During the first quarter, U.S. roads boosted carloads 2.5 percent to 4,402,656 units and increased intermodal loads 7.6 percent to 2,781,254 units compared with first-quarter 2004. Total estimated volume of 408.7 billion ton-miles rose 3.3 percent.

Meanwhile, Canadian railroads experienced a mixed March. The roads’ carloads dropped 0.6 percent to 360,340 units while intermodal loads increased 5.1 percent to 213,040 units compared with March 2004. However, during the first quarter, Canadian roads boosted carloads and intermodal loads 1.6 percent to 906,176 units and 4.9 percent to 538,684 units, respectively, compared with the same 2004 period.

On a combined cumulative-volume basis through 2005’s first 13 weeks, 15 reporting U.S. and Canadian roads moved 5,308,832 carloads, up 2.3 percent, and 3,319,938 trailers and containers, up 7.2 percent compared with a similar 2004 period.

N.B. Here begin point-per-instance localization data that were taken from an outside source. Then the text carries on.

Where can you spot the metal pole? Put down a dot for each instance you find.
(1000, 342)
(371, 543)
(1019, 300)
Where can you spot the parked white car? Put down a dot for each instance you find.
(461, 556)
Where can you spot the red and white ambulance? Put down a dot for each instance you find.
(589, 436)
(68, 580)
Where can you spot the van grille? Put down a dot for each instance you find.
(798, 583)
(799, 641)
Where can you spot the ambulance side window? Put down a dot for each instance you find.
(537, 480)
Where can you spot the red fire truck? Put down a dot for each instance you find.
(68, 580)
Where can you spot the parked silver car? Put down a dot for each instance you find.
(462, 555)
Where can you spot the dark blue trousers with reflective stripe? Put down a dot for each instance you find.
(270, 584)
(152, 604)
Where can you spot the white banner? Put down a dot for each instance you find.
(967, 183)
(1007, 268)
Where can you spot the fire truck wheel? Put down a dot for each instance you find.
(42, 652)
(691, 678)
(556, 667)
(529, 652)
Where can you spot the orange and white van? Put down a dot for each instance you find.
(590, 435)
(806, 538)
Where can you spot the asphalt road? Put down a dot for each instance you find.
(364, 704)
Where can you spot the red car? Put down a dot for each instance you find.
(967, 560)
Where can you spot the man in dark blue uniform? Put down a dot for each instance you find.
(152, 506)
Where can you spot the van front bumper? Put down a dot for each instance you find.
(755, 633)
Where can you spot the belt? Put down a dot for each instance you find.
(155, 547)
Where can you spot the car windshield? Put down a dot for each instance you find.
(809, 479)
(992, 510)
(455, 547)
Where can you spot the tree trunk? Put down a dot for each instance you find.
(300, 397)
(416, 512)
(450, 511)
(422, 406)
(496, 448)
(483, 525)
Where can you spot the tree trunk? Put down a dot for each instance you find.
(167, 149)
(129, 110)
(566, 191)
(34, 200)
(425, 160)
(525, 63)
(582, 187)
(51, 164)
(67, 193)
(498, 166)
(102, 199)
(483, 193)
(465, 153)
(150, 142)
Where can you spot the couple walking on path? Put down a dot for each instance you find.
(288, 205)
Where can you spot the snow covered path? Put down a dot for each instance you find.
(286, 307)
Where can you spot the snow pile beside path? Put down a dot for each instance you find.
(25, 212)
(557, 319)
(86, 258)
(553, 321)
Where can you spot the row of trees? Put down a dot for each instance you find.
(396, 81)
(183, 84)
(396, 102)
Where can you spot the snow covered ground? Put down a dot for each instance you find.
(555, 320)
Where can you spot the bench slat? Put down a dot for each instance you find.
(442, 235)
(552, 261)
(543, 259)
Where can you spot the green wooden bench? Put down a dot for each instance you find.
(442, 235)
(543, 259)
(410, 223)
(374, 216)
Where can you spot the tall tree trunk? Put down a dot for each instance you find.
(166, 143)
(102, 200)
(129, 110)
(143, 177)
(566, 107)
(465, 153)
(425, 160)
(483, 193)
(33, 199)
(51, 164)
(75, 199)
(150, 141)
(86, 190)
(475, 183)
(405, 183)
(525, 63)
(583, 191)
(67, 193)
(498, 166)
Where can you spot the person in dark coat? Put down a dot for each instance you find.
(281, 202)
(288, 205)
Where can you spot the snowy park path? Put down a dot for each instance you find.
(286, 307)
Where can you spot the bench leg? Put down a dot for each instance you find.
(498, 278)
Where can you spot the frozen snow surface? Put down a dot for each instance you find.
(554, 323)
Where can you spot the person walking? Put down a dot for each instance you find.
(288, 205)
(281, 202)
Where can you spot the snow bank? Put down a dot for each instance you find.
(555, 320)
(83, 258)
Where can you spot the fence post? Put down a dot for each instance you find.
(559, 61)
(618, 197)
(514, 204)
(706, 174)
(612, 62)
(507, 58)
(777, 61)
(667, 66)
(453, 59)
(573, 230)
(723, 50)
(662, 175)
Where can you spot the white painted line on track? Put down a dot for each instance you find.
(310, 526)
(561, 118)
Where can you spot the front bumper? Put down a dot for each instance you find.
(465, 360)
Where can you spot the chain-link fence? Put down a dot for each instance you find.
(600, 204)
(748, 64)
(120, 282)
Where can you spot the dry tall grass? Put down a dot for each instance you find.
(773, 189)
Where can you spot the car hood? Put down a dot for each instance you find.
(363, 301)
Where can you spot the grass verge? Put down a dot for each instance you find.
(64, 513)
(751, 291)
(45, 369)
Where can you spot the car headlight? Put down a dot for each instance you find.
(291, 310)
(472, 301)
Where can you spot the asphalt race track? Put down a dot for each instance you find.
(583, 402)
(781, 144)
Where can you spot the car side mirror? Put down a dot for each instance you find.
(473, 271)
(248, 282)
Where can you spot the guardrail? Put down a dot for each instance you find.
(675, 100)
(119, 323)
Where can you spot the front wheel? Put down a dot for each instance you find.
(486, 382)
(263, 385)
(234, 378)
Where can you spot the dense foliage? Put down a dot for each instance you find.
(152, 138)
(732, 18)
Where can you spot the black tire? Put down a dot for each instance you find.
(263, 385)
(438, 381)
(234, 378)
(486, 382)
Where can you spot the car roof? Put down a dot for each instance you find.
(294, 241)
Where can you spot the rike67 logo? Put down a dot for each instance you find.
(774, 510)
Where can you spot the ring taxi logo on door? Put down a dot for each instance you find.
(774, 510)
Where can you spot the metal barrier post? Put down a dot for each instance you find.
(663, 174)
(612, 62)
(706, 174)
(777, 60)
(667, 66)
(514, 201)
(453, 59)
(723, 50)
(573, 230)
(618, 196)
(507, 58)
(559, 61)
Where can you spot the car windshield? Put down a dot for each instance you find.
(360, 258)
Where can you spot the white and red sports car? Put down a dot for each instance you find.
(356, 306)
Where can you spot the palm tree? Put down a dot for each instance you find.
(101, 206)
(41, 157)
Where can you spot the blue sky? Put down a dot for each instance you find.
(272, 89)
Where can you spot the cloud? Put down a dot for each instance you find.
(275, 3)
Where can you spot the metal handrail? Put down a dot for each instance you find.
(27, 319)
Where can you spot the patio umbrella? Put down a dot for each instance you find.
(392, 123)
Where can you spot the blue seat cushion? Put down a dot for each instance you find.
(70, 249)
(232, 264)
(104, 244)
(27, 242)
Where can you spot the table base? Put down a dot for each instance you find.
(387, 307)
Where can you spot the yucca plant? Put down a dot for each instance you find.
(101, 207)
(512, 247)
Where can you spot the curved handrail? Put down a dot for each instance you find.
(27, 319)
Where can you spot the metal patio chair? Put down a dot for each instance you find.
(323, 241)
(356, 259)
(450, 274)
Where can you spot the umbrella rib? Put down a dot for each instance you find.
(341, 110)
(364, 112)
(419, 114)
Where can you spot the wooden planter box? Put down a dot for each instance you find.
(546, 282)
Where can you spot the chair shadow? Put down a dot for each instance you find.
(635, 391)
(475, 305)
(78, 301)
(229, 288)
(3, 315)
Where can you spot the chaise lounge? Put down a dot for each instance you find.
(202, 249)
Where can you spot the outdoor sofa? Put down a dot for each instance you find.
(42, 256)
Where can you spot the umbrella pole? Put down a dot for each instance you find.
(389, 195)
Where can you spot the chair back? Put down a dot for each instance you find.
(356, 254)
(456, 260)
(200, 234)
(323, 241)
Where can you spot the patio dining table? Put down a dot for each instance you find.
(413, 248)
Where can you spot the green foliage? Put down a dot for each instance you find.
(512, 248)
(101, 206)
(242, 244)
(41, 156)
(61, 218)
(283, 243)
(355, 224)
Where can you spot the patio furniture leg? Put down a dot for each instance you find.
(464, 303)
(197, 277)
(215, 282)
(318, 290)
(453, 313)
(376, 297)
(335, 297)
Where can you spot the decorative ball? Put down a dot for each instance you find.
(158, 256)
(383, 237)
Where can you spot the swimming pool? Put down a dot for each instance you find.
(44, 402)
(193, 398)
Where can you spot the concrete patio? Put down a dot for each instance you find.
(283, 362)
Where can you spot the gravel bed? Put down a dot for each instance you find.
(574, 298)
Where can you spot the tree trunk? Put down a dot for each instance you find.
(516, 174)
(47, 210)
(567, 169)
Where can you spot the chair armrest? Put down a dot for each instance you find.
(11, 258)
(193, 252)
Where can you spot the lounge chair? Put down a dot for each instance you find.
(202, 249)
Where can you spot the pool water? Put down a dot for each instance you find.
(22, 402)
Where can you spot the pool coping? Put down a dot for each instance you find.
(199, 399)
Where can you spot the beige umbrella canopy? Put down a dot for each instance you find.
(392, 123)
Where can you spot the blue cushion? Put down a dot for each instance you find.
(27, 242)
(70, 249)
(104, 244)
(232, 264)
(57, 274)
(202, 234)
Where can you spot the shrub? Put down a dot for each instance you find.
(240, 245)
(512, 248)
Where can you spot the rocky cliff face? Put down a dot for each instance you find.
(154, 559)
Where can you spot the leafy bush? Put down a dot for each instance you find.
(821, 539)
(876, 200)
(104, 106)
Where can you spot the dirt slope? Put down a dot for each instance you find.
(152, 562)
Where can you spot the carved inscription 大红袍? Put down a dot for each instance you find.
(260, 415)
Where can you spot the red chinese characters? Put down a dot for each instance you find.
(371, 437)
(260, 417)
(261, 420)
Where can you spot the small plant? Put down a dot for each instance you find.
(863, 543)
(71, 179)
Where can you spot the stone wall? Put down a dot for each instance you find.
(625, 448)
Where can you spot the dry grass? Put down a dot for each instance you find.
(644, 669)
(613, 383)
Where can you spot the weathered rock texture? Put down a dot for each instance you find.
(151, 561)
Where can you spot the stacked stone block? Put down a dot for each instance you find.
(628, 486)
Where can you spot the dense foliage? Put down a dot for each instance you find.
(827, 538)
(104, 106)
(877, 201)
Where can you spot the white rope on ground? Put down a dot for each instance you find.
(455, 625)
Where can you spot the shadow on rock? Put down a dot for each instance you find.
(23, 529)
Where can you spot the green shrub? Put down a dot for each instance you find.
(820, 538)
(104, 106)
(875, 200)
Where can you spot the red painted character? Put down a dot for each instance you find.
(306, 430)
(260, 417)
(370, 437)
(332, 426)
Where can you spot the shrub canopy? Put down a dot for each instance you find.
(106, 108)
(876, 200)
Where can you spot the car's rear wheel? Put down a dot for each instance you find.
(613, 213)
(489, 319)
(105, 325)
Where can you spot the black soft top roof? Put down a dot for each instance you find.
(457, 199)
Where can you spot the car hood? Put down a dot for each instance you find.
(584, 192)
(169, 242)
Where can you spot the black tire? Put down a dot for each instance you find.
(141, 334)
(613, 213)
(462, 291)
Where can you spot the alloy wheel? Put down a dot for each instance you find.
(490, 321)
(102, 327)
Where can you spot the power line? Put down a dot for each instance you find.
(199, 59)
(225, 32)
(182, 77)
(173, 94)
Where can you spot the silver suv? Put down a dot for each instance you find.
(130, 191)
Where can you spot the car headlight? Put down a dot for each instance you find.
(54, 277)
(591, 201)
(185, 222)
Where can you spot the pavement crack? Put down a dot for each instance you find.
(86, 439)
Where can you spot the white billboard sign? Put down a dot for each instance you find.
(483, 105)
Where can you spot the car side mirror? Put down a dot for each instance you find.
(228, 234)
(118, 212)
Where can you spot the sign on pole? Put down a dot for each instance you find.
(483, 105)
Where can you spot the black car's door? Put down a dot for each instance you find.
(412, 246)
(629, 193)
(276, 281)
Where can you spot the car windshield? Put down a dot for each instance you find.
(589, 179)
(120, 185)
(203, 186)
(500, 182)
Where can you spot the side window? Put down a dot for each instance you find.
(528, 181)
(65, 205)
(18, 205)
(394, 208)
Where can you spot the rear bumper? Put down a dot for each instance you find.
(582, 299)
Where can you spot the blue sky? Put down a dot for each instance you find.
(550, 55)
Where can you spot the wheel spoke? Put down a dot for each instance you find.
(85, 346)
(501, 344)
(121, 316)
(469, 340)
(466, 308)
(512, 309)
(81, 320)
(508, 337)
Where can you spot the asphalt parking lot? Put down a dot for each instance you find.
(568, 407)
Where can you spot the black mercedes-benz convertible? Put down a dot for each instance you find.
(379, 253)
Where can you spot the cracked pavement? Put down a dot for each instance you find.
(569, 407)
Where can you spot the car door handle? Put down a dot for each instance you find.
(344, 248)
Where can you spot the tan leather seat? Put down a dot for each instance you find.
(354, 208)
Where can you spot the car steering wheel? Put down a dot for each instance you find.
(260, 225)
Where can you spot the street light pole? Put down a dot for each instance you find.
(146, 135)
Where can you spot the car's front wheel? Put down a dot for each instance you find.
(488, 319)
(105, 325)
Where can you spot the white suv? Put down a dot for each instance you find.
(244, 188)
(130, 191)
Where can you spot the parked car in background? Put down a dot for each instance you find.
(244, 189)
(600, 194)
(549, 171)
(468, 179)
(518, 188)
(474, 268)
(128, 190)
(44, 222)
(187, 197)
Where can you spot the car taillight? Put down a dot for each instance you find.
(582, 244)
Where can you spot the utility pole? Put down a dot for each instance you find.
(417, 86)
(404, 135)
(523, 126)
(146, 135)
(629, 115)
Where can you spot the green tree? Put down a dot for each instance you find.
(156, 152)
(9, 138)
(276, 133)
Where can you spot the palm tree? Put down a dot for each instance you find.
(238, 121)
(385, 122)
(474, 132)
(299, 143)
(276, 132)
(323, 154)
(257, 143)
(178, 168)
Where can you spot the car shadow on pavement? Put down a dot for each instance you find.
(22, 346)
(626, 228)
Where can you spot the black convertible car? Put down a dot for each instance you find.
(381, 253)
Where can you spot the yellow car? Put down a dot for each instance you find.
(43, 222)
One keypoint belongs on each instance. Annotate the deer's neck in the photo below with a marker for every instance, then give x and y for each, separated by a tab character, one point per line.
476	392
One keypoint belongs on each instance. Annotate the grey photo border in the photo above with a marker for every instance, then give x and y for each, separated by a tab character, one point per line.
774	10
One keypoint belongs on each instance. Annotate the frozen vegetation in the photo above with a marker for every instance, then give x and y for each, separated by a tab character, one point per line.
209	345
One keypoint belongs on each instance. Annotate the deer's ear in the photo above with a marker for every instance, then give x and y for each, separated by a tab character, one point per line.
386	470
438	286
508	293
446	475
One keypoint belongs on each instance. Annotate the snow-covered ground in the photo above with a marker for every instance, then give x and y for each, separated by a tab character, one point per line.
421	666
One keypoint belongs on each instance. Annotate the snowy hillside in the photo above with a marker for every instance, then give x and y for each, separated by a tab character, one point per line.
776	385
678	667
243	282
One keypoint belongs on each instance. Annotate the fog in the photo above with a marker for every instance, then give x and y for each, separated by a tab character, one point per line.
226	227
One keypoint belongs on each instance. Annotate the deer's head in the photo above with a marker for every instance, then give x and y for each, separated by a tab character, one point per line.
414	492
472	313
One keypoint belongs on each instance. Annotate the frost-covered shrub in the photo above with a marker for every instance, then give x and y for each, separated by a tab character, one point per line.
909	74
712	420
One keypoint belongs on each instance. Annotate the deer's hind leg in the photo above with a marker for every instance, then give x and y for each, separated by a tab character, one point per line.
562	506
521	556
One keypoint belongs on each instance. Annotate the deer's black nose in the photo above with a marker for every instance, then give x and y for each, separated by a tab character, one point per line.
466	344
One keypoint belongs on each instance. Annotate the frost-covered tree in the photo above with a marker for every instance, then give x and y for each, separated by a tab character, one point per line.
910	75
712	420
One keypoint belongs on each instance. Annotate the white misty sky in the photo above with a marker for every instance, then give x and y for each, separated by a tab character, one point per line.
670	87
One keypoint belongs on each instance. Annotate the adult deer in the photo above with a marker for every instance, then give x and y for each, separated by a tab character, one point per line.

In Mexico, TFM S.A. de C.V. must be glad March is over: The railroad’s carloads totaling 41,901 units dropped 3.3 percent and intermodal originations totaling 16,391 units fell 13.8 percent compared with March 2004. However, TFM boosted quarterly carloads 3.7 percent to 110,860 units and increased intermodal loads 4.2 percent to 47,313 units compared with first-quarter 2004.